La ministre des Solidarités et de la Santé, Agnes Buzyn, prononce le discours d'introduction au débat sur le projet de loi qui permettrait aux femmes célibataires et aux couples de lesbiennes d'avoir accès à la fécondation in vitro, devant l'Assemblée nationale, à Paris, le 24 septembre 2019.

© 2019 AP Photo/Thibault Camus
 

C’est un pas de plus vers l’égalité en matière familiale pour toutes les femmes en France.
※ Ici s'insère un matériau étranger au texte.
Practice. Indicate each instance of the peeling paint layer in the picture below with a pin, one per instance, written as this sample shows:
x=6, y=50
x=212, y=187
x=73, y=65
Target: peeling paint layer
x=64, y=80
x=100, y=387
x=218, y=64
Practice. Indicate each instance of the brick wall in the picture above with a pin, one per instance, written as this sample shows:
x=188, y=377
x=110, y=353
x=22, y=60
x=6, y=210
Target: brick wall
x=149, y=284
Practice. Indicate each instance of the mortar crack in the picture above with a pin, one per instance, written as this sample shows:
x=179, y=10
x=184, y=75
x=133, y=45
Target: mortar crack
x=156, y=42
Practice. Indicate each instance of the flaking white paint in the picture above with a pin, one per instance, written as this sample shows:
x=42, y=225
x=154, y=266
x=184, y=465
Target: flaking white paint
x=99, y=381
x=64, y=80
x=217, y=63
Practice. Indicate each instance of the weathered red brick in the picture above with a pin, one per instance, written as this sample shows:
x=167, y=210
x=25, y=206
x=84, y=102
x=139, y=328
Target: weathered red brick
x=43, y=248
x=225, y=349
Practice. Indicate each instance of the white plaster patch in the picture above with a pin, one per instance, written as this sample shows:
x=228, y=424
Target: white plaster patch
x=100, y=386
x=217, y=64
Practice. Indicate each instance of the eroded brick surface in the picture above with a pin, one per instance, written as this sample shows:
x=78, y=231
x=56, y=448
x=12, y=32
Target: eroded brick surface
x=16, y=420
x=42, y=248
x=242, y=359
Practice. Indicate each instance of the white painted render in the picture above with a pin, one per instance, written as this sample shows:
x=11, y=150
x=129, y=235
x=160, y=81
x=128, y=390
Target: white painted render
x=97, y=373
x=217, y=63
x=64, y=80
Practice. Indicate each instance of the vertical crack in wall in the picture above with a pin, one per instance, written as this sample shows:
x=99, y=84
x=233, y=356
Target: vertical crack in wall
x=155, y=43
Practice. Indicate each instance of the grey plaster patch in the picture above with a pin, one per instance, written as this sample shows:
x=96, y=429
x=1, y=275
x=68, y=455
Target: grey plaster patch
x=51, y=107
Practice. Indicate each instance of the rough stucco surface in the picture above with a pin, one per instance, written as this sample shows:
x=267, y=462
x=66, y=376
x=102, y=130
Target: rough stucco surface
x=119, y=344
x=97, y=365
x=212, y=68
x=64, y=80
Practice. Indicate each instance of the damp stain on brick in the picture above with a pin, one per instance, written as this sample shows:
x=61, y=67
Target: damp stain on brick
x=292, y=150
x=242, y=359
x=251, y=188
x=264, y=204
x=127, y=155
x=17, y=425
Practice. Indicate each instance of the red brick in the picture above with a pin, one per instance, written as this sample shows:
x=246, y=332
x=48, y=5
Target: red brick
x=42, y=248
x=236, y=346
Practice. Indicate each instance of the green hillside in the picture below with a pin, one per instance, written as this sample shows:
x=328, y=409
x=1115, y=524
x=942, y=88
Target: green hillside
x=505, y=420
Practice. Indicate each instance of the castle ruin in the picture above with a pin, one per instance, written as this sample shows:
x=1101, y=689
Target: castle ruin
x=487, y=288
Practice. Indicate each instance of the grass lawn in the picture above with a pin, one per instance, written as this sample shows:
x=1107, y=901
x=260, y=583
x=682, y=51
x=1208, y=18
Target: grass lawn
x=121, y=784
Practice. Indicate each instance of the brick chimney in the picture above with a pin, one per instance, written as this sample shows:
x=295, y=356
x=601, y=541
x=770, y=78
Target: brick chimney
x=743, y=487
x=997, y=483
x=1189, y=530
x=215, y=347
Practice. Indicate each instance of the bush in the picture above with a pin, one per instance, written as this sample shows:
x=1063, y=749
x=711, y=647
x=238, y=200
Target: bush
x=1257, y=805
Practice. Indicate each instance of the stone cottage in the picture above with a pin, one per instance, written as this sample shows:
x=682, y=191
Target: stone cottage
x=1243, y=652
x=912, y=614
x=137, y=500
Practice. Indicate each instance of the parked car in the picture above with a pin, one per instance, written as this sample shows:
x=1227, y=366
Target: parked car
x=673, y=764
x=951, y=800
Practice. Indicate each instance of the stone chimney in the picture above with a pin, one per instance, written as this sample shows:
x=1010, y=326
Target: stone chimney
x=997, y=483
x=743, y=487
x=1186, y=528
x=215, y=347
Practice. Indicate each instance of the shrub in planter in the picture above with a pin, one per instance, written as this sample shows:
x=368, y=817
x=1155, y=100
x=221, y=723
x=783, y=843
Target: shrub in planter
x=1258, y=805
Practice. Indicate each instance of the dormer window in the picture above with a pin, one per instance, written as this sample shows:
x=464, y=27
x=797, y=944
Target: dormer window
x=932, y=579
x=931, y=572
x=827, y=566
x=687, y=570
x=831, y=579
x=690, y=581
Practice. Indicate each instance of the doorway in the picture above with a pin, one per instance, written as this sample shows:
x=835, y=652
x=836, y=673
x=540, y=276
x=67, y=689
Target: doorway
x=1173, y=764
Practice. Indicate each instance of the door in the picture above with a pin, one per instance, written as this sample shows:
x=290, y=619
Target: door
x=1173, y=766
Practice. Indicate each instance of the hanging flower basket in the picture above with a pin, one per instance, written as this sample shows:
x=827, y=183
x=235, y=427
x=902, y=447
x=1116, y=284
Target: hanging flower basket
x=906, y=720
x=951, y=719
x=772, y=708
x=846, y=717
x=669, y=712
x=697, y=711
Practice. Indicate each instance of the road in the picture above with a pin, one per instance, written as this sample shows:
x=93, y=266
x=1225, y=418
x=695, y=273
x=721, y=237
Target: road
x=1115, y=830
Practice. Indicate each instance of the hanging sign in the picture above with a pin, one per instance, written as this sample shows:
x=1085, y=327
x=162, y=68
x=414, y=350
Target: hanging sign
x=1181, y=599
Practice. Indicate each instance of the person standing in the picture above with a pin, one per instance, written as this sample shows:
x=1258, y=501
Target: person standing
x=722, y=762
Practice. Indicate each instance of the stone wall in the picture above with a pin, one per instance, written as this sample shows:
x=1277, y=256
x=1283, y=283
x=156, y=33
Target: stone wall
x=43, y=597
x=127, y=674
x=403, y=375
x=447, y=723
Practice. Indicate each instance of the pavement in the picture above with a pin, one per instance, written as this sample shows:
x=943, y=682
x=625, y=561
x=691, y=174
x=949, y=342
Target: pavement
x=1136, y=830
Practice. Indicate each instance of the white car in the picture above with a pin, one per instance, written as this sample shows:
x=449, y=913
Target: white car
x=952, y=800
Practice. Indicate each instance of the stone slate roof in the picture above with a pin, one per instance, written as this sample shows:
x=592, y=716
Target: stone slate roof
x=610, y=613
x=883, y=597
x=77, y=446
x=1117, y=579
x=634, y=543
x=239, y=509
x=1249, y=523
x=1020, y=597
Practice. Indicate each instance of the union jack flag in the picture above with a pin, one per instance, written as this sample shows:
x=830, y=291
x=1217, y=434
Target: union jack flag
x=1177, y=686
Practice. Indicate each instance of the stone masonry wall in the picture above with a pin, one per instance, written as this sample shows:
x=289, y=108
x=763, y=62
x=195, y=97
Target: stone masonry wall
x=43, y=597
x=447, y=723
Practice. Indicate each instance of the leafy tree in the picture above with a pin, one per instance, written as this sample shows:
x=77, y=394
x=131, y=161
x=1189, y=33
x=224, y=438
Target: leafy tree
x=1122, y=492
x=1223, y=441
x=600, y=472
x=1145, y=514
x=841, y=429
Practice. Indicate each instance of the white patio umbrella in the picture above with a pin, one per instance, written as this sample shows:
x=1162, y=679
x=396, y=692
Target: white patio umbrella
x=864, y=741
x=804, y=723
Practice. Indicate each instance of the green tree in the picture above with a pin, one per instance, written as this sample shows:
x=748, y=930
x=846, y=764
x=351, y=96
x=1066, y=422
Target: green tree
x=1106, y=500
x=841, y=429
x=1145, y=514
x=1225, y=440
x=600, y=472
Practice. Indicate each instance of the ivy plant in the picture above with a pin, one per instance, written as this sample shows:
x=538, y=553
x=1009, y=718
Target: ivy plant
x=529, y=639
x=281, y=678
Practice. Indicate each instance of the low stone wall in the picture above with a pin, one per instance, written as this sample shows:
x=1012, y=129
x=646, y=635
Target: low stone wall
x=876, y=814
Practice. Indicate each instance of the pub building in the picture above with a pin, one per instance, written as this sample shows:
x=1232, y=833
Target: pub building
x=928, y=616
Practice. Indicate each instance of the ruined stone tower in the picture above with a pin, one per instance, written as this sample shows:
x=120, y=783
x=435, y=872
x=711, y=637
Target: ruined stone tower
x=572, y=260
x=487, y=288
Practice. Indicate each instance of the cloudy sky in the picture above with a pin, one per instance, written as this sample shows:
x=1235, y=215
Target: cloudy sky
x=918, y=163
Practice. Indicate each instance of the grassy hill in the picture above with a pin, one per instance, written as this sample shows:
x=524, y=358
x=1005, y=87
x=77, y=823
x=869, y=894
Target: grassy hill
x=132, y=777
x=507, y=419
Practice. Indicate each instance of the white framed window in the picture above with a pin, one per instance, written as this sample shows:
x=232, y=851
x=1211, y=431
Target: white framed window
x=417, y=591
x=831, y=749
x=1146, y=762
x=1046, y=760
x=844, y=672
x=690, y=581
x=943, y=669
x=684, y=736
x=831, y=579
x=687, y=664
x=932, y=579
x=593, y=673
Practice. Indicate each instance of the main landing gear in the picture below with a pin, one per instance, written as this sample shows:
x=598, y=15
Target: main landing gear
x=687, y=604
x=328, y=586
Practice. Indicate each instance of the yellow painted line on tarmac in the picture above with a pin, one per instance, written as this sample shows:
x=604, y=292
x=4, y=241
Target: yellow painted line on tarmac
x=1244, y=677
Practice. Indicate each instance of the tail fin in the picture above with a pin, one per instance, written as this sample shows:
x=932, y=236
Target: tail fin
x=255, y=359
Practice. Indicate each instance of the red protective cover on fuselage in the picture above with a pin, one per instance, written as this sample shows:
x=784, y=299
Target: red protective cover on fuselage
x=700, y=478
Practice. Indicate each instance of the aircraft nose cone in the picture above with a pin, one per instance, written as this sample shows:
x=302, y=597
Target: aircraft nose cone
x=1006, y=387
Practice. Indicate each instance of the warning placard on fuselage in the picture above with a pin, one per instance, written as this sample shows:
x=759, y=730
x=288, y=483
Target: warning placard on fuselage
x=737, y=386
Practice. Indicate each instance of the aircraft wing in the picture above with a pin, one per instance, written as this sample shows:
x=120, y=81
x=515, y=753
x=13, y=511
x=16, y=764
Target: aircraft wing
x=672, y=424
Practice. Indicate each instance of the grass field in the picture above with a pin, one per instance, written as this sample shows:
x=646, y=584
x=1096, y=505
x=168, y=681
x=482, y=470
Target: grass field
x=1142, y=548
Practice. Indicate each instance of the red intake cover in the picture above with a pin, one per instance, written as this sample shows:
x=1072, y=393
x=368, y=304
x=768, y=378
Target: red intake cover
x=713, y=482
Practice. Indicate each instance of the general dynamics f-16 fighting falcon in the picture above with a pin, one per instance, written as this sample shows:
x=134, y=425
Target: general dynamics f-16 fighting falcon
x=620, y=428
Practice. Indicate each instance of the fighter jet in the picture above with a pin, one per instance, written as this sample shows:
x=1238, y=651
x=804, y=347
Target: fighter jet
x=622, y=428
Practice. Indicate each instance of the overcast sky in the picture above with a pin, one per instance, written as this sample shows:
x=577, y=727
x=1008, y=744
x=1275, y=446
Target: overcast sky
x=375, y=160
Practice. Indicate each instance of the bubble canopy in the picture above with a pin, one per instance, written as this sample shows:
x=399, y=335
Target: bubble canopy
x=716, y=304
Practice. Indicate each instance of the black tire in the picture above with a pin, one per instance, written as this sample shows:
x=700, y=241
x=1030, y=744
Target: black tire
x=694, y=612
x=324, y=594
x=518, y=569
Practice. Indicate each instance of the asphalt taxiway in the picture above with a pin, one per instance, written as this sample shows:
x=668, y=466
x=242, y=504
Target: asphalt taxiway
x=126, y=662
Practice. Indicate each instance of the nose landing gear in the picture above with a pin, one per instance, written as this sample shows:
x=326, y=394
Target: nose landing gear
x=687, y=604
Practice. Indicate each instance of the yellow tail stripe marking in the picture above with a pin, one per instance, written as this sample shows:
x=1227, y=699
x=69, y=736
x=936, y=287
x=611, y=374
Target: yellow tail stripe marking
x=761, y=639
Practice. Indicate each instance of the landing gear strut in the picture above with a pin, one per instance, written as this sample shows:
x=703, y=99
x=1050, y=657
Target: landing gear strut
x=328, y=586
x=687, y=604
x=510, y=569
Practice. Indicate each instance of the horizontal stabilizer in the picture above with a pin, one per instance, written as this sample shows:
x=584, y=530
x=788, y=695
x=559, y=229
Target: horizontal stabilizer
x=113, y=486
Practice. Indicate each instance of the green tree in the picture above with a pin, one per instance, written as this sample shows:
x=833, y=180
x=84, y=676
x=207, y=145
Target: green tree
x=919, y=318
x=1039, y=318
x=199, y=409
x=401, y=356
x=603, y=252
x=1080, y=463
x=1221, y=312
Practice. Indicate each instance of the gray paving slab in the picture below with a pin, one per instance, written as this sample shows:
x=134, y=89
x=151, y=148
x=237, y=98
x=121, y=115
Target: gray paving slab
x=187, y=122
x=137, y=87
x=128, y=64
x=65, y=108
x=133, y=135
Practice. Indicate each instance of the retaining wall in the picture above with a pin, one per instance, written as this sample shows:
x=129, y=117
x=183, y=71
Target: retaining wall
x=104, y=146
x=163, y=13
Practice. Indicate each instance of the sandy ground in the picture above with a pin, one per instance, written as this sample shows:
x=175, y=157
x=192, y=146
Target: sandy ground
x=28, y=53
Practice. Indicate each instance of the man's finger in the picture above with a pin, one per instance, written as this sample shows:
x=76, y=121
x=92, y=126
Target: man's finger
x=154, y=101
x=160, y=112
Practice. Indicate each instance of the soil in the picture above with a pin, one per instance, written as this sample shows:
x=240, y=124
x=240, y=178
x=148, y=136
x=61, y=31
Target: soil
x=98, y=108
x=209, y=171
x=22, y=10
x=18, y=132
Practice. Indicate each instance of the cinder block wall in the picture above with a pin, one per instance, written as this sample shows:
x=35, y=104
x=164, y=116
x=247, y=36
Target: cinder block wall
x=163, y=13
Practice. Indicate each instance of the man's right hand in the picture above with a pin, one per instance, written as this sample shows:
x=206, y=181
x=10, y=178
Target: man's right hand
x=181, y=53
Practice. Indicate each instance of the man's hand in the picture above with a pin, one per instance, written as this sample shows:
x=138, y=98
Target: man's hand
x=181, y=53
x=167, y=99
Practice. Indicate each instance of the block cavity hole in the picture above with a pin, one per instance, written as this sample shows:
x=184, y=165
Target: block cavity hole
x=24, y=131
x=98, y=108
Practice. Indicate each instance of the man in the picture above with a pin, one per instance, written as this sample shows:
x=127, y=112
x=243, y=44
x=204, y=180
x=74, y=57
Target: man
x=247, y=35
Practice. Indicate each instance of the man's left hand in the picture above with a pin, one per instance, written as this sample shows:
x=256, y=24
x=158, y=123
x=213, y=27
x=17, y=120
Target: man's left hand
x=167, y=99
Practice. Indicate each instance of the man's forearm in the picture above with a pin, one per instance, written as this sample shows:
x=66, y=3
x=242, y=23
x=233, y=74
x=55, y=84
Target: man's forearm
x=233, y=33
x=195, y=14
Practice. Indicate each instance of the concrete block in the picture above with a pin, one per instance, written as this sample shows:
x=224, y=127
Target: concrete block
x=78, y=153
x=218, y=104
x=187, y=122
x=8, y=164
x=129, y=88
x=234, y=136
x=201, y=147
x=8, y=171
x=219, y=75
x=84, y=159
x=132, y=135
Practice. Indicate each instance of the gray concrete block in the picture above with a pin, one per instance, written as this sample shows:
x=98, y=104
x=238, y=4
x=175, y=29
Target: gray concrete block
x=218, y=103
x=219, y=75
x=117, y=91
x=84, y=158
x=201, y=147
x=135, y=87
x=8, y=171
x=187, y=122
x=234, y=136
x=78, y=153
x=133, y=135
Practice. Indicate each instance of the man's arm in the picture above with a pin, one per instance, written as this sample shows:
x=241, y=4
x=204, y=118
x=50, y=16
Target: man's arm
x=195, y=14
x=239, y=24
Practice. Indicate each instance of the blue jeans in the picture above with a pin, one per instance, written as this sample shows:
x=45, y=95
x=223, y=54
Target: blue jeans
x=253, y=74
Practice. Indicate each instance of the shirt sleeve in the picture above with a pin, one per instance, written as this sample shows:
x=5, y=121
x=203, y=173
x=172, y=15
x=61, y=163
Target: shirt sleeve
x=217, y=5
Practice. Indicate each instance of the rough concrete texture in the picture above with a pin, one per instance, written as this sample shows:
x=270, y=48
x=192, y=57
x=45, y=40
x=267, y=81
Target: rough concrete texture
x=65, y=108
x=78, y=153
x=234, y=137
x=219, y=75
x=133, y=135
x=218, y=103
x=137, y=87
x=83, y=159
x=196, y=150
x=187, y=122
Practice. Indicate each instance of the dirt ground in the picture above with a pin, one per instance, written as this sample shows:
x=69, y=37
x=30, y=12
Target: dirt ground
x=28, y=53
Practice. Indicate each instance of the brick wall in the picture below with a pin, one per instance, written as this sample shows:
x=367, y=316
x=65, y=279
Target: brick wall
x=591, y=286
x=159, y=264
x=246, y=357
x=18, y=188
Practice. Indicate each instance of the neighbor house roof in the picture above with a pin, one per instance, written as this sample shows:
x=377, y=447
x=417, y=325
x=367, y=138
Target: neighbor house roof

Malgré les critiques des rangs conservateurs et religieux, l’Assemblée nationale a adopté le mois dernier l’article d’un projet de loi qui permettra aux couples de lesbiennes et aux femmes célibataires d’avoir accès à la même assistance médicale à la procréation que les couples hétérosexuels pour avoir des enfants, comme la fécondation in vitro (FIV).

Actuellement, ces techniques ne sont légales que pour les couples hétérosexuels infertiles – ce qui signifie que les couples de femmes lesbiennes et les femmes célibataires voulant des enfants ne peuvent en bénéficier même, en payant, à travers le secteur médical privé du pays. Beaucoup d’entre elles finissent par se rendre à l’étranger pour avoir accès à de coûteuses techniques de procréation.

Le projet de loi, qui sera examiné par le Sénat à partir du 15 octobre, devrait être adopté l’année prochaine.

Le projet de loi a suscité une opposition religieuse et politique, rappelant les manifestations de 2013 contre le mariage homosexuel, les opposants craignant que les mères lesbiennes et les mères célibataires mettent en péril les notions traditionnelles de la famille. Les partisans de la réforme, eux, affirment que la loi actuelle est injuste parce qu’elle privilégie arbitrairement certaines familles par rapport à d’autres et qu’elle discrimine les personnes en raison de leur orientation sexuelle ou de leur situation conjugale.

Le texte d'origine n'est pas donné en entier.